RESPONSABILIDADE DO ESTADO
CONCESSIONÁRIA DE SERVIÇO PÚBLICO
Em revisão editorial
FALTA DE PAGAMENTO — IMPOSSIBILIDADE - HIPÓTESE DE SERVIÇO ESSENCIAL
- Recurso
- —
- Tribunal
Resumo do acórdão
- A propósito da abusividade no corte do fornecimento de água,, pelo inadimplemento, invoco decisões da egrégia Primeira Câmara Cível e desta mesma 2ª Câmara, "verbis": "CORSAN. Corte no fornecimento de água por falta de pagamento.
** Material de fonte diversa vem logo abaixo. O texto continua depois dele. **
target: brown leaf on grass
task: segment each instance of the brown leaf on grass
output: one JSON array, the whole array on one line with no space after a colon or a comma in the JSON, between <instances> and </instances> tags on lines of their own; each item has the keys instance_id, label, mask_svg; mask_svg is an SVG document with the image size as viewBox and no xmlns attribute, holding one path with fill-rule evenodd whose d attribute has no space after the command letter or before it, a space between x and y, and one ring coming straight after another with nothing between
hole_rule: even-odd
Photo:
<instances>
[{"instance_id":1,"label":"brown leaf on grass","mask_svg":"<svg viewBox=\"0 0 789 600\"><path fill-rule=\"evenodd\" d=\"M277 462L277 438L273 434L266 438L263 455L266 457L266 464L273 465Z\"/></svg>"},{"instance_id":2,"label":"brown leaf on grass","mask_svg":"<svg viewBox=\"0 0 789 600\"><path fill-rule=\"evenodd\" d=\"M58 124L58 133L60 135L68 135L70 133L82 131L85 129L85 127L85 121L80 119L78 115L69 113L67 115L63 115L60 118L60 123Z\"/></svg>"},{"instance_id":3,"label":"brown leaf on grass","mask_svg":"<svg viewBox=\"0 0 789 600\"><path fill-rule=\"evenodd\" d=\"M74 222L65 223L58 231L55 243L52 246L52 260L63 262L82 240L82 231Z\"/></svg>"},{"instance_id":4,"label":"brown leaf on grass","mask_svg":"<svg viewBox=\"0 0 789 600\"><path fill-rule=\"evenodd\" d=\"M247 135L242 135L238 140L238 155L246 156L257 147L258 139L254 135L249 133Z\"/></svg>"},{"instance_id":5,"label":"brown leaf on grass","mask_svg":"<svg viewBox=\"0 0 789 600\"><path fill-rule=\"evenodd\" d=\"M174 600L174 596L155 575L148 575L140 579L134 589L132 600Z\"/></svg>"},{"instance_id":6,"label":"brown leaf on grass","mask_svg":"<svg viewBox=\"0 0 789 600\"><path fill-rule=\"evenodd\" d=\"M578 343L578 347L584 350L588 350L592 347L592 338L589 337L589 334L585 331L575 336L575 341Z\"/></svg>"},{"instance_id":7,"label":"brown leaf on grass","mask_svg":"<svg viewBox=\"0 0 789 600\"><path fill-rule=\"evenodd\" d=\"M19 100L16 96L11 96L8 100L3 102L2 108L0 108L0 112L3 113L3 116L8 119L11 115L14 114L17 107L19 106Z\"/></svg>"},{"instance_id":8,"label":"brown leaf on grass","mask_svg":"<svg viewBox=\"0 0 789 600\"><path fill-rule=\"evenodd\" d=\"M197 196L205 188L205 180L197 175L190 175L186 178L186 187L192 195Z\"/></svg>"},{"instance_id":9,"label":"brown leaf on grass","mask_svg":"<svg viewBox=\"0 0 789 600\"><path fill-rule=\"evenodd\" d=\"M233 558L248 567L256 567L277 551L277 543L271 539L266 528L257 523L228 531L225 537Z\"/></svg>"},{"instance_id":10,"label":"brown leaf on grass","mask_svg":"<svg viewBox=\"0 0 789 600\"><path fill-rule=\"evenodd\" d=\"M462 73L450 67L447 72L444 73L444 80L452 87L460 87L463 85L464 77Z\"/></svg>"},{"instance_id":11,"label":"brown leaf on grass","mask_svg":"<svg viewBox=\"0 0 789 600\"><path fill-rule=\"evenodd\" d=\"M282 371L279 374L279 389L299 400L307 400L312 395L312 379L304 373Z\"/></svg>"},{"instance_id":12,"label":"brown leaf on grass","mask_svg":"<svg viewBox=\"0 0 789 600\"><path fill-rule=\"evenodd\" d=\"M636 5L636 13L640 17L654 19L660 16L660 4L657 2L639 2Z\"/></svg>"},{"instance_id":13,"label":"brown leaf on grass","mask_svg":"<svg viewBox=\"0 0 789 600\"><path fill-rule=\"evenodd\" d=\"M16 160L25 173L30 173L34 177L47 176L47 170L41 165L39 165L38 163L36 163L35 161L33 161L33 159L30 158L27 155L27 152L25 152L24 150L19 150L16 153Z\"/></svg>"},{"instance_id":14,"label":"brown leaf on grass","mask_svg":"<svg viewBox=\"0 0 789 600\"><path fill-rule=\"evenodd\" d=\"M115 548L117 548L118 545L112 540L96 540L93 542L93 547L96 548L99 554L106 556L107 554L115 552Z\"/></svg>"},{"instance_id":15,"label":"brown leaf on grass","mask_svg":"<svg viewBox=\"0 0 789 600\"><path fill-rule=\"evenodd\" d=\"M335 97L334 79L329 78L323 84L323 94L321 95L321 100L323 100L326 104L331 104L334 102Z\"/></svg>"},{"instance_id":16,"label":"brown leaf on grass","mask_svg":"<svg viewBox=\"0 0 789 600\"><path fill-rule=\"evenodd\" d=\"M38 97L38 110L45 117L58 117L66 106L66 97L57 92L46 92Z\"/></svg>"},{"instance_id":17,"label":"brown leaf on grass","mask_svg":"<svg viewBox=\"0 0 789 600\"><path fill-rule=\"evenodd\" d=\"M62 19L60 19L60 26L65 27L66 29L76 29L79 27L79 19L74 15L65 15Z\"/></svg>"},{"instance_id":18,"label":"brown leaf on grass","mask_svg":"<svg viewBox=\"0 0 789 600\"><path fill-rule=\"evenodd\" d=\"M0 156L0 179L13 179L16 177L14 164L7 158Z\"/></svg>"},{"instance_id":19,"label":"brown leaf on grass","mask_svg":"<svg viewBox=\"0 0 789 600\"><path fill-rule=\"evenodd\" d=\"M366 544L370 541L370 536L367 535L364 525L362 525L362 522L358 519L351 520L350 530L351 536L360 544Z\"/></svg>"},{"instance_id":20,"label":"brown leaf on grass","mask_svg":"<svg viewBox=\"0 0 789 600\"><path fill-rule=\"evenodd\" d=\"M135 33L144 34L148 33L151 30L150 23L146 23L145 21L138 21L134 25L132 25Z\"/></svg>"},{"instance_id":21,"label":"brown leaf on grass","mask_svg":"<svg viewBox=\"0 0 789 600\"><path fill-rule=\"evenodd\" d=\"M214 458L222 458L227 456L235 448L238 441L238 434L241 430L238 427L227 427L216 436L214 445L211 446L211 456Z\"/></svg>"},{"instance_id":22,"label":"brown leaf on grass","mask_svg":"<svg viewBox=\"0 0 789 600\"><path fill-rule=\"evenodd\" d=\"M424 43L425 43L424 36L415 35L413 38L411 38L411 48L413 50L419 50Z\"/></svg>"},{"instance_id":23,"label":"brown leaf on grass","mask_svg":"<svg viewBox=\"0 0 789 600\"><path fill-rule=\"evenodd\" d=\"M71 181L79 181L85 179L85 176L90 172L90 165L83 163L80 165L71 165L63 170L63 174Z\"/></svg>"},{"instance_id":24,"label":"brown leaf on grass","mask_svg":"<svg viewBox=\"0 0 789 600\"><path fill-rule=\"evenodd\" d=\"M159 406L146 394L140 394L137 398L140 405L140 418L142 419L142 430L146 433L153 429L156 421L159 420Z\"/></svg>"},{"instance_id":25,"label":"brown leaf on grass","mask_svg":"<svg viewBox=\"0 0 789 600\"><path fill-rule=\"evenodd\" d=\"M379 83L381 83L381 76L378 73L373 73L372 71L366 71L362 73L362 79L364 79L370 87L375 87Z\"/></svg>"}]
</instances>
Tratando-se de serviço essencial, não pode o fornecedor, por aquele motivo, privar dele o usuário, máxime quando o valor do débito é contestado. Segurança mantida. Apelo improvido. (Apel. Cível nº 596239202, rel. José Vellinho de Lacerda) CONTRATO ADMINISTRATIVO. Fornecimento de água. DMAE. Ausência de pagamento da tarifa por antigo morador do imóvel. Impossibilidade de responsabilizar-se o atual inquilino. Serviço Público essencial. Corte de água. Coação inadmissível. I (...) II - No mais, a administração deve buscar a cobrança do que lhe é devido através do procedimento legal, o que não inclui o corte no fornecimento de água, que caracteriza a coação. III- sentença confirmada. (Reexame Necessário nº 599355492, Relator o Des. Arno Werlang). - No caso, em que o autor ora apelante estaria mantendo em dia o pagamento das tarifas de água desde 1998, é de terem-se por abusivos novos cortes com base em inadimplemento antigo, de contas pretéritas relativas ao período de janeiro de 1992 a dezembro de 1997, para cuja solução pode e deve a autarquia apelada valer-se da cobrança judicial. - Por tais fundamentos, dou parcial provimento ao recurso, para reduzir as multas ao limite de 2% e para determinar que a demandada se abstenha de novos cortes no fornecimento de água ao autor, fundados nas referidas contas pretéritas. Ac. de 25-10-2000 Arquivo do EMFOR, TJRS/N 3.879 EMFOR 635
Ementa
Tratando-se de serviço essencial, não pode o fornecedor, por aquele motivo, privar dele o usuário, máxime quando o valor do débito é contestado. (Trecho do acórdão)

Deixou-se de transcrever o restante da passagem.